On a point of order, Mr. Speaker. I seek your guidance about an apparent breach of planning law by two Ministers and our ability to question them in the House. Last June, Government inspectors removed plans for a large development in my constituency, just north of Harlow, as part of the draft east of England plan. The Minister for Higher Education and Lifelong Learning, the hon. Member for Harlow (Bill Rammell), denounced that decision. However, I now understand that, on 13 July 2006, he privately met the Minister for Housing and Planning, in clear breach of the Government’s planning policy statement 11, which says that such representations
“would undermine the examination process and be prejudicial to other participants.”
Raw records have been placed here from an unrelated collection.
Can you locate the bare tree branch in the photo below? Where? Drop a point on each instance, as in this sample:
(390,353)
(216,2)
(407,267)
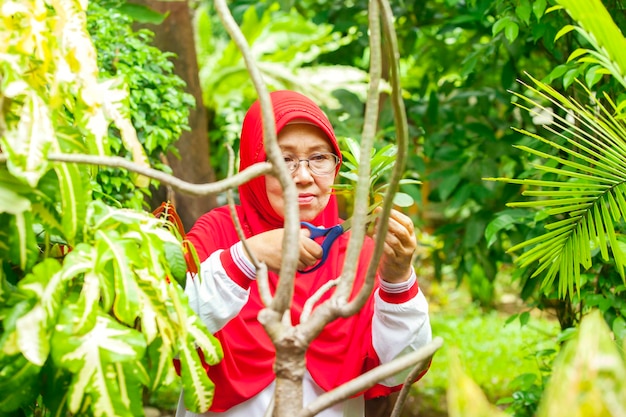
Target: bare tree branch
(369,379)
(244,176)
(369,131)
(261,268)
(333,307)
(406,387)
(284,290)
That meeting has proved to be prejudicial, for on 19 December, on the day the House rose, the Government reversed the inspector’s decisions, as the Minister for Higher Education and Lifelong Learning sought. My constituents believe that both Ministers breached the regulations, making the whole east of England plan liable to legal challenge. Given that, yesterday, Government officials refused to release the papers for that meeting, can you advise me, Sir, on how I, on behalf of my constituents, can hold both Ministers to account?
It is not directly a matter for me, but the hon. Gentleman can pursue these matters through parliamentary questions and by seeking Adjournment debates. Of course, parliamentary questions can be written and oral, and he can challenge the Ministers during oral questions in their slot on the Floor of the House. Those are ways in which he could pursue the matter.